On a per-pixel basis, these LC seasonality products reflect, along the year, the average dynamics and the inter-annual variability of the land surface over the 1998-2012 period. They are expressed as 7-day time profiles of the average and standard deviation for the vegetation greenness (NDVI) or as temporal series of occurrence probabilities for the snow and the burned areas.

Although they are built from existing and independent datasets, they were found to be quite consistent among themselves and with the land cover classes. These products are complementary to the three global CCI-LC maps products characterizing the same period.

Each climatology product is delivered in 52 files (1 file per 7-day time interval) and each file is made of measurements and quality flags.

More info here: http://maps.elie.ucl.ac.be/CCI/viewer.

For any further questions or concerns, contact us at contact@esa-landcover-cci.org.

MERIS surface reflectance time series

The surface reflectance (SR) products consist of MERIS global time series covering the 2003-2012 period. The spectral content encompasses the 13 surface reflectance channels – the atmospheric bands 11 and 15 being removed – and the spatial resolution is of 300 m for the Full Resolution (FR) and 1000 m for the Reduced Resolution (RR). The time series are made of temporal syntheses obtained over a 7-day compositing period.

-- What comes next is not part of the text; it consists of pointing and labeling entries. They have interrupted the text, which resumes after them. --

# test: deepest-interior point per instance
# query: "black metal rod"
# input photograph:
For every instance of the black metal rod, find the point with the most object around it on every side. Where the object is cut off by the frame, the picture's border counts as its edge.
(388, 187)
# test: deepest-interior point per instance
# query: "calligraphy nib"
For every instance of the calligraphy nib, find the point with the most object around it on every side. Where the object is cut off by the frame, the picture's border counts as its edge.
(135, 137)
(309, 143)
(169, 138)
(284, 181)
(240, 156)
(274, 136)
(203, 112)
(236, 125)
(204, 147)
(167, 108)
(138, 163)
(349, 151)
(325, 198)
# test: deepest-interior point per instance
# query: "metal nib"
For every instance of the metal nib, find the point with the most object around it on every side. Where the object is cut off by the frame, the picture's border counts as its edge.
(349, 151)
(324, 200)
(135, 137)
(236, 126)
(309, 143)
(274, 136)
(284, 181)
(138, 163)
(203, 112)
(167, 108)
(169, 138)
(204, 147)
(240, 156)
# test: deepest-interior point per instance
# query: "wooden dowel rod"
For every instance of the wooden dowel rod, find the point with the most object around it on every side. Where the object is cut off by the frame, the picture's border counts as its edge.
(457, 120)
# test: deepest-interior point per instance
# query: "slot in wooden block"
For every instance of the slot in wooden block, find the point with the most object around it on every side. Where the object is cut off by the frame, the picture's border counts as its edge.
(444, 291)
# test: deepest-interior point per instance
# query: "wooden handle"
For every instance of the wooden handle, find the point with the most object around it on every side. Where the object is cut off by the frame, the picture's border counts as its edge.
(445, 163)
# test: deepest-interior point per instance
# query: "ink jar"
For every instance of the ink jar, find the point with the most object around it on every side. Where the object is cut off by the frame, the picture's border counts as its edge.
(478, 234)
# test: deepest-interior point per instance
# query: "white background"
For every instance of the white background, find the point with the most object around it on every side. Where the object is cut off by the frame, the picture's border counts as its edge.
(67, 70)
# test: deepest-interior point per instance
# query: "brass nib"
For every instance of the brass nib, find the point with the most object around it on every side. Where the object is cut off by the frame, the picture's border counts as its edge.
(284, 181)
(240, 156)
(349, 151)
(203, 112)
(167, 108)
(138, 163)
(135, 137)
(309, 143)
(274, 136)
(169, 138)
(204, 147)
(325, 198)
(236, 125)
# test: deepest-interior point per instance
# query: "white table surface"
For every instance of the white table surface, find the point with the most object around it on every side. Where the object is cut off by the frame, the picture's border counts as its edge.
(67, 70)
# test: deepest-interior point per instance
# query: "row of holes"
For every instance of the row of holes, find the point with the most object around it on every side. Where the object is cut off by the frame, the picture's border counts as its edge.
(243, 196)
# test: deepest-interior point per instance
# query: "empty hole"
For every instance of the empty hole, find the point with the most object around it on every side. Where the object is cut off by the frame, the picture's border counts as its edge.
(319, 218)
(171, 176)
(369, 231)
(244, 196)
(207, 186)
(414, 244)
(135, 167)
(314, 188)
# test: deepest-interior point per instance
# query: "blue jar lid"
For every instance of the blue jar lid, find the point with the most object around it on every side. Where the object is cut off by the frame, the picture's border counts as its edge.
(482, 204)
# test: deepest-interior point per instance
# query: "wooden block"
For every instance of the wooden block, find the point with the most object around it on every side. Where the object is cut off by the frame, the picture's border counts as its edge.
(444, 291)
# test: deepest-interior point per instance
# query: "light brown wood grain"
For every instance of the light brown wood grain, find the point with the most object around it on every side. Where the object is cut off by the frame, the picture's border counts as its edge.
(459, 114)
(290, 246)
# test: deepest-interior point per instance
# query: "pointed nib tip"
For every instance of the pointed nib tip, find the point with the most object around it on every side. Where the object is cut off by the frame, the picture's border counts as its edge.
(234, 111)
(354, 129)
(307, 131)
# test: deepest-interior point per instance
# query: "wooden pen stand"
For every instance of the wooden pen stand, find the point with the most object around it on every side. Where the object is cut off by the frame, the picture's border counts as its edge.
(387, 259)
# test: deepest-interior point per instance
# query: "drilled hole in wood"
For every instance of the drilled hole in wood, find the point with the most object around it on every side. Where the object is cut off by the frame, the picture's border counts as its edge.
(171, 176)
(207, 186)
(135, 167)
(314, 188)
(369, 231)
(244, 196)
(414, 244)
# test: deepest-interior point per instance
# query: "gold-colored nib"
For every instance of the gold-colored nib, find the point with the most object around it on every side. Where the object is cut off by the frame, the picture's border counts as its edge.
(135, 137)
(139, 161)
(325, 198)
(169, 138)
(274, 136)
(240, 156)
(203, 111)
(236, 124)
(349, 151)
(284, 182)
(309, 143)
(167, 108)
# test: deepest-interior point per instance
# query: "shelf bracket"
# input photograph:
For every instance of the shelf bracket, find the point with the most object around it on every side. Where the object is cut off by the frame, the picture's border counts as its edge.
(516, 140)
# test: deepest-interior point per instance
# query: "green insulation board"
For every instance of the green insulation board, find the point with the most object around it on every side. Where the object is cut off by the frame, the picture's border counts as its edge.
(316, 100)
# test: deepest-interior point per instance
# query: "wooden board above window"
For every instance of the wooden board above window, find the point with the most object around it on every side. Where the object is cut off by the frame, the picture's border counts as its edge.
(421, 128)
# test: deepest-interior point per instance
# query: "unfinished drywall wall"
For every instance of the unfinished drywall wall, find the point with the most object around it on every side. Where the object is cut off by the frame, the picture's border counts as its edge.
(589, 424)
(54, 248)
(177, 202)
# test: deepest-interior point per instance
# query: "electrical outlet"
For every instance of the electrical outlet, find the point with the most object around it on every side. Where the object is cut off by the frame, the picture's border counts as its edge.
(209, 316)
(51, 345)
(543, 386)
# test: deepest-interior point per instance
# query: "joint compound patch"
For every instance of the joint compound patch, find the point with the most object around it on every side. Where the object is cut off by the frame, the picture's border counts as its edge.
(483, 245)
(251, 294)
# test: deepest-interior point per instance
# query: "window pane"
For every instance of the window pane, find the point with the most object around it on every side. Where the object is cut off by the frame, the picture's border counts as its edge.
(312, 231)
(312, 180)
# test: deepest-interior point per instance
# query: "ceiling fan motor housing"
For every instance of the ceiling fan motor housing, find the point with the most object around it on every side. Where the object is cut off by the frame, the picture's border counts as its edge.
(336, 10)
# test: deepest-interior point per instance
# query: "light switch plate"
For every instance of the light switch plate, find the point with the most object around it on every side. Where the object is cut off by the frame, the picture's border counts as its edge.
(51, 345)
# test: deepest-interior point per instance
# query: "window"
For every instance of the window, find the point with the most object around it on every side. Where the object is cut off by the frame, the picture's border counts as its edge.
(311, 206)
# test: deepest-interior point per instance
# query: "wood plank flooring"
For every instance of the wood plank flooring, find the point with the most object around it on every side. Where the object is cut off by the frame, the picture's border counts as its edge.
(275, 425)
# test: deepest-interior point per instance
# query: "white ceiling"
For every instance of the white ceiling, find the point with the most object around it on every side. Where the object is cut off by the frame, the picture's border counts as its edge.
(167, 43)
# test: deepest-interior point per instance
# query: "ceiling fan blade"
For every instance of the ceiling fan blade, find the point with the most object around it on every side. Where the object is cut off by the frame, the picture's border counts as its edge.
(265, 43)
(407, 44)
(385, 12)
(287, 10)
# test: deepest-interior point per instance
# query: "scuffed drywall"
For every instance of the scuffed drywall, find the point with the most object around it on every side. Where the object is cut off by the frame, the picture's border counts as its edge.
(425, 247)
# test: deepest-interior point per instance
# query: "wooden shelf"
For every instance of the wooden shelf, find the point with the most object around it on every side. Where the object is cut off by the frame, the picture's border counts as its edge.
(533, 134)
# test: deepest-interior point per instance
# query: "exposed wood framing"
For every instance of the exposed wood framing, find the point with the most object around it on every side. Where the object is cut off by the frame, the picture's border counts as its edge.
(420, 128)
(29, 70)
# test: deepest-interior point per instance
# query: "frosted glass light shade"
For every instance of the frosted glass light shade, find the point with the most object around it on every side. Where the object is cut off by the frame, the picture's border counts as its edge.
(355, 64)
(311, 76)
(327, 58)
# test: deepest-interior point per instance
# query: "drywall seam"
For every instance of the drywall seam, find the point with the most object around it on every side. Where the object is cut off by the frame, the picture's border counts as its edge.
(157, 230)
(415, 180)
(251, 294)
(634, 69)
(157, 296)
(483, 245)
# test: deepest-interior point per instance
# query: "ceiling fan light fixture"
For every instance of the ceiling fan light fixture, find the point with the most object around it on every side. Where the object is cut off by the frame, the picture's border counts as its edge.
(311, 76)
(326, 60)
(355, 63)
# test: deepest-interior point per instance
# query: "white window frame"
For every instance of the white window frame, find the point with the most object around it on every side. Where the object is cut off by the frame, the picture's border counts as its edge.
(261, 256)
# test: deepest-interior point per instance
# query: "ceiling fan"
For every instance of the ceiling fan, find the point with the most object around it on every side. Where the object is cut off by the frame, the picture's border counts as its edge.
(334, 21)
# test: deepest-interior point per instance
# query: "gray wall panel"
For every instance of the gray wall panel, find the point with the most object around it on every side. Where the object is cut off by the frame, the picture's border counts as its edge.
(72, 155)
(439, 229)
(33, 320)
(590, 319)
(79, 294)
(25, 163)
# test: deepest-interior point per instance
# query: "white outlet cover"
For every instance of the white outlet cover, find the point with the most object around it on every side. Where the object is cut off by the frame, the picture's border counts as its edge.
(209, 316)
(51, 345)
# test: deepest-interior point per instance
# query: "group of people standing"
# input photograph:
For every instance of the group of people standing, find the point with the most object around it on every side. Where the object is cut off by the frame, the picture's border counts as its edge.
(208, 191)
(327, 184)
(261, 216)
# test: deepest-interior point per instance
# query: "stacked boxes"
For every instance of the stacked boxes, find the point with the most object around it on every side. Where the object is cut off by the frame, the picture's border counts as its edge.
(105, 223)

To simplify the handling and analysis of global datasets, the MERIS SR time series are delivered in 5°x5° tiles.

Pre-processing: The pre-processing chain generates global SR time series by a series of pre-processing steps, including radiometric corrections, geometric correction, pixel identification, atmospheric correction with aerosol retrieval, BRDF corrections as well as compositing and mosaicking.

Quality control of input products: The MERIS dataset is very valuable and the use of the full mission dataset in the CCI-LC project in a consistent manner is a major effort. It requires advanced techniques for the development of specific quality checks related to the input data

The quality of each global multispectral SR composite is described, on a per-pixel basis, by a set of flags and values: uncertainties for each spectral band, the current status of the surface, uncertainties for each spectral band, the number of observations with clear sky land coverage, water coverage, clear sky snow and ice coverage, cloudy coverage and cloud shadow coverage for each pixel. The uncertainties of the surface directional reflectance value are calculated from the contributions of each error source, assuming a negligible correlation between the different error sources.

The obtained values are compared with in-situ data from CEOS LandNet sites and with reflectance products available from other sensors and other projects. Besides assessing the quality of individual composites, the quality of the global SR time series is also documented, to quantify their discrimination potential.

More info here: http://maps.elie.ucl.ac.be/CCI/viewer.

CCI-LC Prototypes using Sentinel 2

These were generated within the CCI MRLC initiative using Sentinel-2 data at 20m over the whole of Africa and at 10m over Mesoamerica.